PwC: Wo steht das KSA heute bei der Digitalisierung und was sind Ihre Schwerpunktthemen?

Martin Matter: Wer in der Digitalisierung vorankommen will, muss sich modernisieren. Der Neubau «Dreiklang» soll ab 2026 bezugsbereit sein. Er rückt Bettenstationen, Funktionsbereiche und Ambulatorien physisch zusammen, was auch aus technischer Sicht optimal ist. Aktuell arbeiten wir daran, die Basisinfrastruktur für eine nachhaltige Digitalisierung zu erneuern und bereitzustellen. Dabei konzentrieren wir uns unter anderem auf die Digitalisierung von Prozessen. 

Die digitale Transformation hat sich im Gesundheitswesen im Vergleich zu anderen Branchen spät durchgesetzt. Warum?

IT galt im Spitalwesen lange Zeit (zum Teil heute noch…) als Kostentreiber statt als Effizienzgewinner. Im Laufe der Jahre haben sich nicht nur die Inhalte verändert, sondern auch die Rolle der Informatik. Heute gilt sie als Möglichmacher. Man kann ein Spital mit einer Holding vergleichen, die bis zu 50 KMUs mit unterschiedlichen Anforderungen unter sich vereint. Andere Branchen mit ähnlichen Strukturen, wie Banken oder Versicherungen, haben schon lange zentrale Systeme etabliert. Das KSA ist, wie die meisten grossen Spitäler in der Schweiz, historisch gewachsen und auf unzählige Gebäude verteilt – nicht nur für die IT ein Albtraum. Im Neubau werden wir technische Geräte optimal einsetzen können und damit enorm an Wirtschaftlichkeit und Effizienz gewinnen. 

«IT galt im Spitalwesen lange Zeit als Kostentreiber statt als Effizienzgewinner.»

Aus unserer Beratungstätigkeit wissen wir, dass Technologien in Digitalisierungsprojekten oft gar nicht erfolgsentscheidend sind. Weitaus wichtiger sind Organisation und Engagement. Wie sehen Sie das?

Genauso. Es braucht Personen aus dem Kerngeschäft, die einen bestehenden Prozess hinterfragen und etwas Neues wagen.
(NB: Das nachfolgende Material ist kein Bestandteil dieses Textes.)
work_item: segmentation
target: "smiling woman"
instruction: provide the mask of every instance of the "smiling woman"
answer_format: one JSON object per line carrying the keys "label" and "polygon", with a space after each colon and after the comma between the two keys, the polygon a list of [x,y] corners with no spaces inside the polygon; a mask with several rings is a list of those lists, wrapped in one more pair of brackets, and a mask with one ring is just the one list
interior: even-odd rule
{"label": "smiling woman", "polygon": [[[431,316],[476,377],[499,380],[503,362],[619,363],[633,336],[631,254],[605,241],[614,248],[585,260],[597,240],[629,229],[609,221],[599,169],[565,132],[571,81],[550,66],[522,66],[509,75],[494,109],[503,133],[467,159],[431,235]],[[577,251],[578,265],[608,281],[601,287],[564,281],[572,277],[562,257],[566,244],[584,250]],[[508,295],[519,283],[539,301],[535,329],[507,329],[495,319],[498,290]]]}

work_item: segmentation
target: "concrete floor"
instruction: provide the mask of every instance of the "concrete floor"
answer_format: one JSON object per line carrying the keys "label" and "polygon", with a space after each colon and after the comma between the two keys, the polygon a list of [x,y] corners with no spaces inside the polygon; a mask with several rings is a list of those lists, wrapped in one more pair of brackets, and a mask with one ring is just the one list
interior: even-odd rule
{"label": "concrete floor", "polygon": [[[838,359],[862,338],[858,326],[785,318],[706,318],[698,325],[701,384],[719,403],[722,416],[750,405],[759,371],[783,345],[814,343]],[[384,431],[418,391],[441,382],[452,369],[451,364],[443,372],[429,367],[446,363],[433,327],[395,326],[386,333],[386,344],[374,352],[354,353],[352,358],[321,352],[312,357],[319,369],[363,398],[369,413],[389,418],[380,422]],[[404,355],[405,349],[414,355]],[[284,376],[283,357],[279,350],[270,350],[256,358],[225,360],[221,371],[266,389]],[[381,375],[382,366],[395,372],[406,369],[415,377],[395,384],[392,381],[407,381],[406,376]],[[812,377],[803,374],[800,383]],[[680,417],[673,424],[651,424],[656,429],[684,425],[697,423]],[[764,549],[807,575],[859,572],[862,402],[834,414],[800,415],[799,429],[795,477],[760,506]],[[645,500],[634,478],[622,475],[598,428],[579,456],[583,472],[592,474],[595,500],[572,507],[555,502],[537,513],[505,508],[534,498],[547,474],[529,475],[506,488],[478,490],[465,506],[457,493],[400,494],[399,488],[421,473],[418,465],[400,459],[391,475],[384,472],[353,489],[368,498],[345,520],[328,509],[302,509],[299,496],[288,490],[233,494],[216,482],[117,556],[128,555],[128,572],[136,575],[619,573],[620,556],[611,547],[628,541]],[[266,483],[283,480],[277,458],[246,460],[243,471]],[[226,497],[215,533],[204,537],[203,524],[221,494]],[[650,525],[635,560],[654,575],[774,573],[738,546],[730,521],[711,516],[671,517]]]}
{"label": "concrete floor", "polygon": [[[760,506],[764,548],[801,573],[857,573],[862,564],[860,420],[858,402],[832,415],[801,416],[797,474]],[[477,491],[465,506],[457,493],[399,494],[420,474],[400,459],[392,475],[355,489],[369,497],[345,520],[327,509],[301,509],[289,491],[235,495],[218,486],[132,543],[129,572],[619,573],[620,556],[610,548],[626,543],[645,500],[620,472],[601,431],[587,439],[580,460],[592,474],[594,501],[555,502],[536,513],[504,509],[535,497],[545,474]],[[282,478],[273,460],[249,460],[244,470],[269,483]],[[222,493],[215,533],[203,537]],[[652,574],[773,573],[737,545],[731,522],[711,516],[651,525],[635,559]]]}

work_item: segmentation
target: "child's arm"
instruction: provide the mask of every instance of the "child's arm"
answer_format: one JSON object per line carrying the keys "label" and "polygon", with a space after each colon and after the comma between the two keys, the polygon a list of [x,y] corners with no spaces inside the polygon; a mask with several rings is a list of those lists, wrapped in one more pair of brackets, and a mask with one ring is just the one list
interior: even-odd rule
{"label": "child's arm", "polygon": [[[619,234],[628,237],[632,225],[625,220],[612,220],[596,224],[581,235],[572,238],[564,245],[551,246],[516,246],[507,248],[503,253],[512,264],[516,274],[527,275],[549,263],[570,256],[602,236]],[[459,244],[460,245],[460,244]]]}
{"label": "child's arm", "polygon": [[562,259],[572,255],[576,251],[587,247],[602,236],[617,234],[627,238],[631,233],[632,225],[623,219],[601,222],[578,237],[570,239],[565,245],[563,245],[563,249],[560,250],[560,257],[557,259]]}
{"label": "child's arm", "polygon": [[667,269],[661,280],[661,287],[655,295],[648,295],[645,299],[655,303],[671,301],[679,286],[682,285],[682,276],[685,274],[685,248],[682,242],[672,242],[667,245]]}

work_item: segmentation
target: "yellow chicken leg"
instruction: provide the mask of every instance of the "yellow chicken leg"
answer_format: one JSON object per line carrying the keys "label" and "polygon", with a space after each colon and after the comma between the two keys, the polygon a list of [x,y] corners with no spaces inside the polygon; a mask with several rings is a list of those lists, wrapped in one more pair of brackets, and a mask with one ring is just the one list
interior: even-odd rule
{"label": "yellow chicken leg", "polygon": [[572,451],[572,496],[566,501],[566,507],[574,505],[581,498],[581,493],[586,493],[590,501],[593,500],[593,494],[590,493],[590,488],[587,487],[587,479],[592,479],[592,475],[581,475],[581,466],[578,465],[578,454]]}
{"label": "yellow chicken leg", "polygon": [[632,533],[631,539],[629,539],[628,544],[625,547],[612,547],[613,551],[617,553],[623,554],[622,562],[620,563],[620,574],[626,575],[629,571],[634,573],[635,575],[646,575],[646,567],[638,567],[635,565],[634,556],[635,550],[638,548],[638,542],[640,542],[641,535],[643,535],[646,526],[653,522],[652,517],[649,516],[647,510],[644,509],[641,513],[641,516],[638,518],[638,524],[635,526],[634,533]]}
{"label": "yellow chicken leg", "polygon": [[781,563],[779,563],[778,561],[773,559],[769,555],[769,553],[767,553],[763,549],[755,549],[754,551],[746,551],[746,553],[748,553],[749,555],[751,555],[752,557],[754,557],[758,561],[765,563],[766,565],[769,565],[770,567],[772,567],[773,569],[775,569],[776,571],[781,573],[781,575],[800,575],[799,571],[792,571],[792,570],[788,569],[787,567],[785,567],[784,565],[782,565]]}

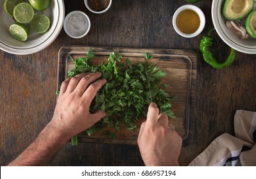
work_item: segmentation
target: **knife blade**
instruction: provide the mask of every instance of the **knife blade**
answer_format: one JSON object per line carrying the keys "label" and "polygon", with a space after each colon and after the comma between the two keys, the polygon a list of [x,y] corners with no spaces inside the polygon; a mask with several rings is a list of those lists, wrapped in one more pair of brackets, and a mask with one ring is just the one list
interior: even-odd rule
{"label": "knife blade", "polygon": [[151,99],[151,102],[153,102],[152,94],[151,94],[151,89],[150,89],[150,83],[149,83],[149,81],[148,80],[148,75],[147,67],[146,66],[146,58],[144,59],[144,66],[145,68],[146,77],[147,78],[147,82],[148,82],[148,91],[149,92],[149,97],[150,97],[150,99]]}

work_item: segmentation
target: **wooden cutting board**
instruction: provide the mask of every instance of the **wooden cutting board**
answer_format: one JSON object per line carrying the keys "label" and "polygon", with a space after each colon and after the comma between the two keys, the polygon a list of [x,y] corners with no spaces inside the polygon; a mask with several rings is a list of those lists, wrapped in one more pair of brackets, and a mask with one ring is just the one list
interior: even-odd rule
{"label": "wooden cutting board", "polygon": [[[69,69],[74,68],[72,59],[83,57],[90,47],[64,46],[58,54],[58,86],[67,77]],[[122,60],[129,58],[131,61],[143,61],[143,53],[147,52],[154,58],[150,61],[167,73],[162,81],[167,88],[165,89],[171,97],[176,96],[173,102],[173,111],[176,118],[169,118],[169,123],[182,136],[183,144],[188,143],[192,132],[191,124],[194,120],[194,98],[196,81],[196,56],[187,50],[167,49],[138,49],[110,47],[91,47],[95,55],[94,63],[105,61],[112,52],[119,52]],[[80,142],[105,143],[137,144],[141,124],[145,119],[139,120],[134,131],[121,128],[115,138],[111,139],[99,132],[90,136],[83,132],[78,135]]]}

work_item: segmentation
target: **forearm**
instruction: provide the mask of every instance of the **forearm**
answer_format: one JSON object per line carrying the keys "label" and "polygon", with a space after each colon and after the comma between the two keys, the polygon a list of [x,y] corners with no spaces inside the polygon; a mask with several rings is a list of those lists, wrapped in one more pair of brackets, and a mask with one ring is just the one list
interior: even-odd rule
{"label": "forearm", "polygon": [[8,166],[45,166],[69,140],[49,123],[35,141]]}

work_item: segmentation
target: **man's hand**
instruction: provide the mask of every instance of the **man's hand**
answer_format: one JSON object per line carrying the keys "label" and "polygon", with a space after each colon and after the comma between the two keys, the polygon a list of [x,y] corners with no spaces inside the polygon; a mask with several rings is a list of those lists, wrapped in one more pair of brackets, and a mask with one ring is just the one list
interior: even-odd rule
{"label": "man's hand", "polygon": [[89,112],[98,91],[107,82],[105,79],[98,79],[101,76],[99,72],[81,74],[62,82],[51,123],[68,139],[90,128],[106,115],[102,110],[93,114]]}
{"label": "man's hand", "polygon": [[51,121],[28,148],[9,166],[46,165],[74,135],[103,118],[102,110],[89,112],[97,91],[106,83],[101,74],[81,74],[64,81]]}
{"label": "man's hand", "polygon": [[168,117],[160,114],[155,103],[148,107],[147,120],[141,126],[138,144],[146,166],[178,166],[182,139]]}

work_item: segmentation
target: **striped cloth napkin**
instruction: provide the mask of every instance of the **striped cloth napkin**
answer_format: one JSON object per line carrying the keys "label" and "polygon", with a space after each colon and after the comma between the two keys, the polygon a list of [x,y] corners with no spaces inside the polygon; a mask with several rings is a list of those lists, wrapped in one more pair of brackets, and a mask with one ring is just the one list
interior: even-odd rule
{"label": "striped cloth napkin", "polygon": [[225,133],[217,137],[189,166],[256,166],[256,112],[237,110],[235,136]]}

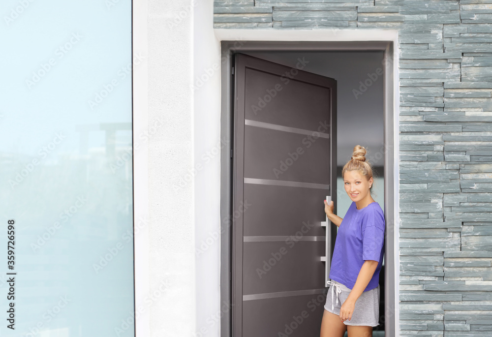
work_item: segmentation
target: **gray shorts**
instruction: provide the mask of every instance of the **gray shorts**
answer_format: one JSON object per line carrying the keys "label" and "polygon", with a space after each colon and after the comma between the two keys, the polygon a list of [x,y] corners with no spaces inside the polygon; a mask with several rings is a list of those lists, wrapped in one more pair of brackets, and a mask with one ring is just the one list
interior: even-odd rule
{"label": "gray shorts", "polygon": [[[332,284],[326,294],[325,310],[336,315],[340,314],[342,304],[348,297],[351,289],[339,282],[330,280]],[[333,302],[332,298],[333,297]],[[338,303],[337,303],[337,299]],[[355,307],[350,320],[345,320],[345,325],[366,325],[375,327],[379,325],[379,285],[365,291],[355,302]]]}

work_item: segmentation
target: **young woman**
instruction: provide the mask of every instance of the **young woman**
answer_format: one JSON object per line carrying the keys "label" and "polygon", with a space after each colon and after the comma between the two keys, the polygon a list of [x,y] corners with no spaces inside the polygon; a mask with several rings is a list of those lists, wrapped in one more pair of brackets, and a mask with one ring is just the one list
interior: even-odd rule
{"label": "young woman", "polygon": [[379,325],[379,271],[384,252],[384,215],[371,197],[372,170],[366,149],[354,148],[343,166],[345,190],[352,200],[343,218],[324,201],[325,212],[338,226],[330,270],[320,337],[371,337]]}

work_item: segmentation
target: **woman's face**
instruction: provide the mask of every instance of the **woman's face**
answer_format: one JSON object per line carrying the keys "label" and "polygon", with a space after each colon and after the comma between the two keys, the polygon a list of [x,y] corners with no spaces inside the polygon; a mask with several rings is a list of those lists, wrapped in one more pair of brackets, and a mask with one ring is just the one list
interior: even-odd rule
{"label": "woman's face", "polygon": [[352,201],[360,201],[370,196],[369,188],[372,184],[372,178],[369,180],[360,170],[346,171],[343,175],[345,191]]}

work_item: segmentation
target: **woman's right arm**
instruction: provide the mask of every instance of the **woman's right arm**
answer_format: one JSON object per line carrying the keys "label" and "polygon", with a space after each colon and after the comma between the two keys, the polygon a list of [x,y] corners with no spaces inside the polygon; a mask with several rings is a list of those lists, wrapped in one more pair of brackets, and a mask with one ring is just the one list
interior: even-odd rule
{"label": "woman's right arm", "polygon": [[328,202],[326,200],[323,202],[325,203],[325,213],[326,213],[326,216],[328,217],[328,219],[337,225],[337,227],[339,227],[340,224],[341,223],[341,220],[343,219],[333,213],[333,209],[335,207],[333,200],[330,201],[330,204],[328,204]]}

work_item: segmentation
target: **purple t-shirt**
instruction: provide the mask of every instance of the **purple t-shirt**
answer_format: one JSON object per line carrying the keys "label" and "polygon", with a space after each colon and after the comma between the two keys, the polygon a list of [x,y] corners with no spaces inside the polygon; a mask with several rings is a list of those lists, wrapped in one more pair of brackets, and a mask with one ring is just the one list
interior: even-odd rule
{"label": "purple t-shirt", "polygon": [[374,201],[358,210],[353,201],[338,227],[330,278],[352,289],[364,261],[378,261],[364,291],[377,287],[384,254],[384,214]]}

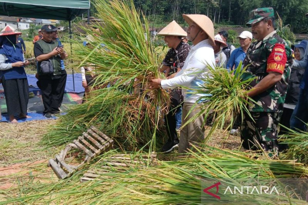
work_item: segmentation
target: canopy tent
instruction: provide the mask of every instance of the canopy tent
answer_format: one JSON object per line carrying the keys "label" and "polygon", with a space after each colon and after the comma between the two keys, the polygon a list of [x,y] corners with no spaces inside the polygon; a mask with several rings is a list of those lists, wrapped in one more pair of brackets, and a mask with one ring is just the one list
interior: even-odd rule
{"label": "canopy tent", "polygon": [[89,0],[0,1],[0,15],[71,21],[90,8]]}
{"label": "canopy tent", "polygon": [[[3,16],[69,21],[71,38],[71,21],[87,11],[88,22],[90,15],[89,0],[0,0],[0,6]],[[73,76],[75,91],[73,70]]]}

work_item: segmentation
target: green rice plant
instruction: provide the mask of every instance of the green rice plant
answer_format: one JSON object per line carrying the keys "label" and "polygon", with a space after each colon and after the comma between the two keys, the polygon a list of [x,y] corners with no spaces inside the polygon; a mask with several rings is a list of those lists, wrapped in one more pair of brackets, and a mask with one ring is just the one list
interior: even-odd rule
{"label": "green rice plant", "polygon": [[[249,182],[263,184],[262,180],[307,177],[308,170],[294,161],[262,159],[257,153],[209,146],[201,152],[195,148],[197,152],[190,152],[190,155],[176,161],[159,161],[157,166],[130,168],[124,172],[116,168],[114,171],[102,173],[101,178],[93,181],[79,183],[83,170],[59,182],[21,185],[23,193],[15,197],[8,195],[6,202],[108,205],[221,204],[226,201],[232,204],[290,204],[304,202],[292,199],[290,196],[294,193],[284,191],[282,187],[277,187],[282,193],[278,196],[244,194],[239,201],[238,195],[227,193],[220,201],[203,198],[202,190],[214,182],[239,186]],[[105,164],[102,160],[116,154],[114,150],[104,153],[90,166],[103,171],[105,168],[102,166]]]}
{"label": "green rice plant", "polygon": [[[156,107],[123,92],[103,89],[107,90],[94,92],[96,95],[90,100],[71,107],[41,143],[48,146],[68,143],[93,125],[112,138],[116,146],[122,150],[142,147],[156,134],[163,138],[164,133],[157,130],[155,122],[158,118]],[[157,125],[160,128],[161,125],[160,123]],[[154,148],[155,141],[153,143]]]}
{"label": "green rice plant", "polygon": [[283,156],[287,159],[308,164],[308,132],[284,127],[287,129],[288,133],[281,136],[279,140],[282,141],[281,143],[288,144],[289,148],[284,152]]}
{"label": "green rice plant", "polygon": [[[205,121],[210,116],[213,117],[213,125],[206,139],[207,141],[218,128],[224,127],[226,130],[232,127],[237,115],[241,115],[242,119],[243,113],[246,112],[250,116],[248,105],[250,103],[248,100],[253,100],[248,97],[245,89],[254,78],[243,78],[245,69],[241,69],[241,63],[234,74],[229,73],[225,68],[207,67],[208,77],[201,79],[204,84],[194,92],[206,94],[199,99],[204,102],[203,108],[183,126],[200,116],[204,116]],[[191,110],[194,108],[193,106]]]}
{"label": "green rice plant", "polygon": [[99,31],[82,28],[89,45],[75,48],[74,57],[76,60],[82,59],[80,66],[95,68],[96,85],[116,82],[113,87],[125,85],[131,90],[136,83],[130,82],[139,82],[143,91],[141,98],[148,96],[153,104],[163,108],[162,105],[169,100],[167,92],[147,89],[151,80],[160,75],[157,56],[150,41],[146,19],[143,18],[144,22],[141,22],[132,3],[129,6],[118,0],[96,0],[97,17],[103,23],[95,25]]}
Nur so lässt sich ein Prozess effizienter gestalten. Die digitale Transformation besteht in erster Linie darin, Personen von einer neuen Technologie zu überzeugen, Prozesse fundamental zu verändern und alle Mitarbeitenden auf diese Reise mitzunehmen. Viele Projekte scheitern an unterschiedlichen Prioritäten – nicht an der Technologie.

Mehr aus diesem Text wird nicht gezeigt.